14
Data and Alpha Design

By Weijia Li

Data plays a central role in alpha design. First, we need the basic data to run a simulation. Basic data means the stock price and volume of a security. No matter what kind of alpha idea you want to backtest, you need these basic data to calculate statistics like return, Sharpe, and turnover, etc. Without these statistics, we will never know if an alpha idea is good or not. Second, data itself can inspire alpha ideas. For example, you can plot the price/volume data for some stocks and check if there is any repeating pattern in history. You can do technical analysis with the price/volume data, etc. If you have access to company earnings data, one natural idea would be to trade stocks based on company earnings.

HOW WE FIND DATA FOR ALPHA

Finding new data has always been a critical skill for an alpha researcher. People always prefer good performance and low correlated alphas. A new dataset can serve both purposes. Sometimes we can get signals from one set of data. The signals may not be strong enough even after we try our best to improve them. Now if we can get another set of data and look at companies from a different angle, we may improve the original signals and make them better. We always want to create uncorrelated alphas to diversify the alpha pool. However, even when the alpha ideas are different, sometimes alpha signals from the same dataset can still be highly correlated. There is an intrinsic correlation between the signals due to the usage of the same data. If we have a new dataset, the ideas inspired by the data set will be new. The way of using the new dataset will be new. Most likely, the alpha signals found in the new dataset will have a low correlation to signals that are based on different data. By using new data, we may achieve both performance improvement and diversification.

Data from Literature

It is nice to have new data to make new alphas. However, how can we get new data? Actually, for this alpha hunting quest, if you find the proper, relevant data, you are half-way through. There are different sources of new data. The most common source is from academic literature. As we mentioned, data is usually associated with alpha ideas. If we search “stock return” on the internet, we will find thousands of papers that are trying to capture the “abnormal return” (i.e. the alpha). In those papers we will learn about all kinds of data used in their studies: price/volume, fundamental, earnings, etc. Once we get the data, of course, we can try the same method in the paper to develop the alpha.
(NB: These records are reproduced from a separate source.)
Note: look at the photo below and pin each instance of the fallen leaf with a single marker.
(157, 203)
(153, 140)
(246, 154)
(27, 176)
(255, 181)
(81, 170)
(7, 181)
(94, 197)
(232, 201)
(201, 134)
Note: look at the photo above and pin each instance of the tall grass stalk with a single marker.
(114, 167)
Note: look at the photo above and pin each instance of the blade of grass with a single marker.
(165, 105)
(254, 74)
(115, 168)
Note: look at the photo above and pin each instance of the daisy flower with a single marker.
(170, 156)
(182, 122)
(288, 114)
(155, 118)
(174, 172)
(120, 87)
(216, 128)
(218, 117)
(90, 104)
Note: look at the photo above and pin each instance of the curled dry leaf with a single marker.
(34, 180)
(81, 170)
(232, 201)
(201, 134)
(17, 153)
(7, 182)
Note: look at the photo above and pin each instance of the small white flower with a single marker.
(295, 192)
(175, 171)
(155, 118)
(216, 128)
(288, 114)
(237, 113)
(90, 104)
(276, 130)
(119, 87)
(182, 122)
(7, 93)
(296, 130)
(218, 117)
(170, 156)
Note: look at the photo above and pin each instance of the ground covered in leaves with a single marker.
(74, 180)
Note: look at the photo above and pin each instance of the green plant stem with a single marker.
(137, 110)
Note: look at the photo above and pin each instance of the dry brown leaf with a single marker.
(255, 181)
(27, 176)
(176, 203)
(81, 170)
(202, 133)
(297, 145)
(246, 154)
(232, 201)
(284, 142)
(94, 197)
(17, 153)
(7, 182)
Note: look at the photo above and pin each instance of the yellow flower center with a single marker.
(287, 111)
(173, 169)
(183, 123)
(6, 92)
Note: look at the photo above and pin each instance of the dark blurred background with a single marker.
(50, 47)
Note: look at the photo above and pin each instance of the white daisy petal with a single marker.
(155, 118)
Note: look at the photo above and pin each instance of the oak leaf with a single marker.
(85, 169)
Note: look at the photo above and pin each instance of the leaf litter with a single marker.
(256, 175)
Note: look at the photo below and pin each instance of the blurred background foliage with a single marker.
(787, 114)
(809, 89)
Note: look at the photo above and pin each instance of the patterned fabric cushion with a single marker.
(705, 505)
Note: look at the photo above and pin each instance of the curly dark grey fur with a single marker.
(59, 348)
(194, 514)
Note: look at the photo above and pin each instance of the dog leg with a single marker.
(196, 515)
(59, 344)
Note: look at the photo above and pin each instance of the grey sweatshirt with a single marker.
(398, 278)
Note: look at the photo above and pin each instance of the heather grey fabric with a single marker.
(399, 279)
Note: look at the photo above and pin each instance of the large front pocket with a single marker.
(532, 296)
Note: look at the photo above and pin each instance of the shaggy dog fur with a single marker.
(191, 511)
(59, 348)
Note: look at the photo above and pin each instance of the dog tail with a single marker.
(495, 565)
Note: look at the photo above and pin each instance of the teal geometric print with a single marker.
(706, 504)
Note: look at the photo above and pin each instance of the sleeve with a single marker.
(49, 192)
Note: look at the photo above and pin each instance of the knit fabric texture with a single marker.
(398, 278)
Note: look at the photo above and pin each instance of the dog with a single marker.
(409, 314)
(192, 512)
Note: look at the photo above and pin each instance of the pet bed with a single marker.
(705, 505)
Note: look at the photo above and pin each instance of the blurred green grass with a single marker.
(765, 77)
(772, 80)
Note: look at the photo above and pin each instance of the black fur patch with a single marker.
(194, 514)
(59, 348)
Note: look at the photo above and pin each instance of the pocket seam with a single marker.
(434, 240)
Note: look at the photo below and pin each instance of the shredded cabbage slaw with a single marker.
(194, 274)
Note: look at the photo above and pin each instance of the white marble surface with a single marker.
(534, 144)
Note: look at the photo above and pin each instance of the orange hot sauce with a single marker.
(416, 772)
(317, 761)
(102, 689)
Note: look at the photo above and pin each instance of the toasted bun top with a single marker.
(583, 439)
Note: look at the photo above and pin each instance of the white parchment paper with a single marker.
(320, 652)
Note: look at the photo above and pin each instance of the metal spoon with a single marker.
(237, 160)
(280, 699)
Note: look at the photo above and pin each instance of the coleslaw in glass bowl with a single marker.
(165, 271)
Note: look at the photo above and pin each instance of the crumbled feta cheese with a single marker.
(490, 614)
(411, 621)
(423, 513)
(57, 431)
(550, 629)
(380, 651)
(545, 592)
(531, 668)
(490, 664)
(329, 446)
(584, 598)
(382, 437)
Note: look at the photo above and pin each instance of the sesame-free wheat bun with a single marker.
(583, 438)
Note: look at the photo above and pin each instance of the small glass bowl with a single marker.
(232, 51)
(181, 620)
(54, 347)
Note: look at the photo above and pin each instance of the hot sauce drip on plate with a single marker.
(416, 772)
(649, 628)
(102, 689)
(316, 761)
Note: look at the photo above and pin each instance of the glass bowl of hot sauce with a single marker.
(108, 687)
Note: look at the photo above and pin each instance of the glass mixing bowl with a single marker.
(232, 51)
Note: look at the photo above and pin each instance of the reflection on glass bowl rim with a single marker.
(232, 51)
You can also acquire some data information by surfing for publicly available content on the internet. However, the less well known the data, the more valuable it can be. If the data is well known and widely available to the public, then many people will have similar alpha models, which will arbitrage the alpha (i.e. abnormal return) away gradually. There still is a possibility that even if the data is popular, no one has applied it to price prediction, so the data still has utility.

Data from Vendors

Data is valuable information, so providing data is also a business. There are lots of data vendors that specialize in collecting, parsing, processing, and delivering data. Sometimes if the data is simple, data vendors may provide only the raw data they collected (e.g. price/volume data). Sometimes vendors can do some parsing and processing before providing the data to their clients. Fundamental data is an example of such data. For unstructured yet sophisticated data such as news, tweets, and so on, vendors would apply natural language processing techniques to analyze the content of the raw data. They will provide machine-readable data to their clients instead of the raw data that is only human readable. Vendors can even sell some alpha models directly. That means the data itself is the output of some alpha models. The clients need only to load the data and trade according to it.

DATA VALIDATION

Whenever we – as alpha researchers – get new data, the first thing we need to do is not to test alpha signals on it, but instead check the data usability. In alpha simulation, data delivery time is a very important factor. For any piece of data, if it is not associated with a timestamp, it is useless. This is because without knowing the time a data point is created, we cannot effectively chart its progression; we would essentially be using the data blindly. Only with the correct timestamp can we do simulation correctly. If we attempt to use the data when it is actually unavailable, we will have forward-looking bias and it will make the alpha performance look amazing. If we do not use the data in time, the alpha performance will not be as good as it should be, and we will be leaving money on the table. For example, if AAPL’s earnings exceeded expectations, its stock price would most likely increase, all other things equal, and it would be a good time to buy at the time of such an announcement. If, however, we waited a week to buy AAPL, we would not be able to realize those gains because the “good” news will have already been priced into the stock. So, for every dataset we want to use in alpha research, we need to learn about the data delivery timeline and make sure we only access the data when it is available. As a result, we can make sure we do not have forward-looking bias and get meaningful simulation results. Besides, we need to make sure the data can support alpha production, which means the data will be generated in the future following some time schedule. Sometimes the data producer may cease to generate the data. In this case, the data is not usable for alpha because there is nothing left to provide data in real time for use in the alphas.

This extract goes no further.